Розен посмотрел на нее.
— Хорошо. Беру, — сказал он.
Позднее, среди дня, Розен подошел к столу Топаз, печатавшей отредактированный обзор пьес какого-то внештатника.
— Посмотри, может, сумеешь привести это в чувство, Росси, — произнес Розен, пытаясь не смотреть в манящую развилку грудей. — Принесли две странички про мороженое «Хааген-Даз», про то, как замечательно оно идет в Европе. Четыреста процентов ежегодно…
— Неудивительно, — пожала плечами Топаз, вспомнив кафе «Хааген-Даз» на Корнмаркет. Даже в декабре там толпились студенты.
— Ну вот, с точки зрения бизнеса, это хороший материал. Но я бы хотел, чтобы там был не только бизнес, но и вкус мороженого, чтобы человек прочитал и ощутил, как оно тает во рту. Тогда он проглотит любые цифры. Так-то.
Он протянул статью — страница и три четверти плотного текста.
— И под снимком мне нужен убийственный заголовок, — сказал Розен.
— Хорошо, дайте секунду, — свела брови Топаз.
Она уже придумала вариант, пока Розен излагал суть статьи. Но ей хотелось еще немного понежиться в лучах славы при Натане Розене. Любому начинающему лестно, когда редактор задерживается у его стола. А если еще учесть, что он хорош собой…
— Не торопись, — предостерег Розен.
— Ну-у, — протянула Топаз, — а как, например: «Хааген-Даз» — не столько мороженое, сколько философия»…

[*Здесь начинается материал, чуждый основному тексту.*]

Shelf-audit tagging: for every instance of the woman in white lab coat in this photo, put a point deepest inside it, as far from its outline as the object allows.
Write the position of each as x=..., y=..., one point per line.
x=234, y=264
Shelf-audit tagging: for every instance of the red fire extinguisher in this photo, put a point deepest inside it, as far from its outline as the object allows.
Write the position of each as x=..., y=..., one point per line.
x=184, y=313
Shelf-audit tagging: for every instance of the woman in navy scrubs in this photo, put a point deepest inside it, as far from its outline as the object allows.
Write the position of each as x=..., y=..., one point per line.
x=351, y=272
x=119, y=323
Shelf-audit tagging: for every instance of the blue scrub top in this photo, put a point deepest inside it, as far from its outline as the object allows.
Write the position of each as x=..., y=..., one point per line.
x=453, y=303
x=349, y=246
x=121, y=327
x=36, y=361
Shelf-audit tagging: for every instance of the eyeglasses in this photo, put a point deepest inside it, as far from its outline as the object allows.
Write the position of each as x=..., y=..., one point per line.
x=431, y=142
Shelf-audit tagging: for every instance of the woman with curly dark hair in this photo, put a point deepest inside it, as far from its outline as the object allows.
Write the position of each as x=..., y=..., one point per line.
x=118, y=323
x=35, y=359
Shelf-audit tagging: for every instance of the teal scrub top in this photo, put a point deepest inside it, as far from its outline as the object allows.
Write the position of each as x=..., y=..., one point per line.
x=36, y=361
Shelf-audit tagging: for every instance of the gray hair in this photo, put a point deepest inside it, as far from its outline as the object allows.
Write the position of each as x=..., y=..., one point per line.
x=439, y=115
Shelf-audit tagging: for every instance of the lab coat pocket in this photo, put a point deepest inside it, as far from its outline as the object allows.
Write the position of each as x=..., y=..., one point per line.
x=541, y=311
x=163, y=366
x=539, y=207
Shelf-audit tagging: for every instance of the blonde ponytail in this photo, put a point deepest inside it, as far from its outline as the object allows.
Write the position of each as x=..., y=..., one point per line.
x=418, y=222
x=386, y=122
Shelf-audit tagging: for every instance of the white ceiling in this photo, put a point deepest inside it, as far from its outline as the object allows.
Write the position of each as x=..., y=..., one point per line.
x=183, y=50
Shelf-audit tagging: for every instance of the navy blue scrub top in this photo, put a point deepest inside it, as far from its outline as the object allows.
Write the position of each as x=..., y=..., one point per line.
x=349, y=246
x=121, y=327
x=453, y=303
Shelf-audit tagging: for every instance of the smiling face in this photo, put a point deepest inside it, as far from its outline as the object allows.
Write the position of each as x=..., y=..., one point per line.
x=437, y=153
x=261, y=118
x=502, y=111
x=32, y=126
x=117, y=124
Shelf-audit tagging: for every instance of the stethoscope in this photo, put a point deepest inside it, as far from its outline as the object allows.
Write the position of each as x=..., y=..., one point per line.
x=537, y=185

— Можешь повторить? — спросил Натан Розен, желая убедиться, правильно ли расслышал.
Топаз повторила.
Натан подтянулся. Отлично.
— О'кей. Еще послушаю предложения других. А ты обязательно зайди ко мне в кабинет в конце дня.
— Как скажете, босс, — улыбнулась Топаз. «Ему понравилось», — подумала она. — Да вы не найдете лучшего варианта! — крикнула ему в спину.
Редакционные комнаты «Вестсайда» пустели к восьми вечера. Еще горбились несколько репортеров, уставившись на экраны компьютеров, они собирались добить свои материалы и сидеть тут до часа или двух ночи. Топаз слышала телефонные звонки в отделе художника, у доски объявлений жужжал факс. Она заволновалась, бросив взгляд в сторону редакторского кабинета, все еще залитого золотистым светом. Она устала за день и чувствовала себя, как ломовая лошадь.